Among those with a baseline eGFR <45 mL/min/1.73 m2, median PFS was again not reached for those treated with additional Isa compared with a median of 11.1 months for Kd patients.
The overall response rate (ORR) wasconsiderably higher with Isa-Kd for RI patients at 93.1% compared with 61.1% for Kd alone patients, while a very good partial response was similarly higher at 79.1% for Isa-Kd patients compared with 44.4% for Kd alone patients.
In addition, complete responses (CRs) were achieved in almost twice as many RI patients treated with Isa-Kd at 41.9% compared with 22.2% for Kd alone patients.
Looking more closely at renal responses, the time to first renal response and the time to a complete renal response were both more rapid in patients with an eGFR <50 mL/min/1.73 m2 treated with Isa-Kd compared with Kd alone.
For example, the median time to first renal response was 1.5 months (95% CI, 0.82-not calculable) in the triplet arm versus 6.5 months (95% CI, 0.69-not calculable) in the doublet arm. Median time to complete renal response was similarly shorter at 7.8 months (95% CI, 1.22-not calculable) for the Isa-Kd arm versus not calculable (1.28-not calculable) months in the Kd alone arm.

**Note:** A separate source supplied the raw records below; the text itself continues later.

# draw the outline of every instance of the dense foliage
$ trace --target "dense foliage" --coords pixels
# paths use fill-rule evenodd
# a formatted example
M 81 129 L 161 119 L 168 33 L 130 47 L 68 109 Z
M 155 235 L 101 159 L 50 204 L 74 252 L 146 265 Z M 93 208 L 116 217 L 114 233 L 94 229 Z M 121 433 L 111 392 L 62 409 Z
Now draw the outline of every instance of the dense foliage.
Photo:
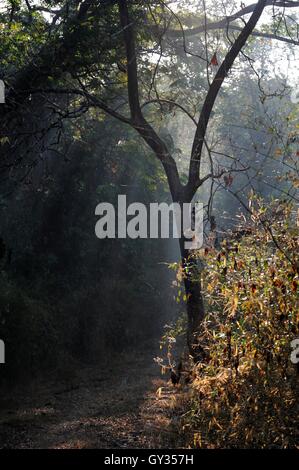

Urgent therapy is required to achieve reversal of severe RI, the authors noted, since renal failure that lasts longer than 2 weeks can substantially compromise the possibility of recovery.
Rates of grade 3 and higher treatment-emergent adverse events (TEAEs) were remarkably similar between the two treatment arms at 79.1% of Isa-Kd patients versus 77.8% of Kd alone patients. Rates of serious TEAEs were again similar between the two groups at 62.8% among Isa-Kd patients compared with 77.8% of Kd alone patients.
The most common TEAEs were diarrhea, upper respiratory tract infection, hypertension, and fatigue, rates of which were all higher in the Isa-Kd arm than in the Kd arm.
The most common hematologic toxicities in RI patients were anemia, which occurred in all patients in both arms, and thrombocytopenia, rates of which were similarly high at 93% and 83.3% for Isa-Kd and Kd, respectively.
Despite high rates of TEAEs, the authors deemed the safety profile of the triplet “manageable.”
As they also pointed out, carfilzomib has been associated with cardiac complications, and cardiac toxicity was observed in this interim analysis of patients with RI, although rates of grade 3 and higher cardiac failure were low in both treatment arms.
“More patients treated with Isa-Kd showed reversal of RI and durable renal responses compared with those treated with Kd,” Capra and colleagues concluded.
The IKEMA study was funded by Sanofi.
Capra reported receiving speaker’s fees from Amgen, Janssen, and Sanofi.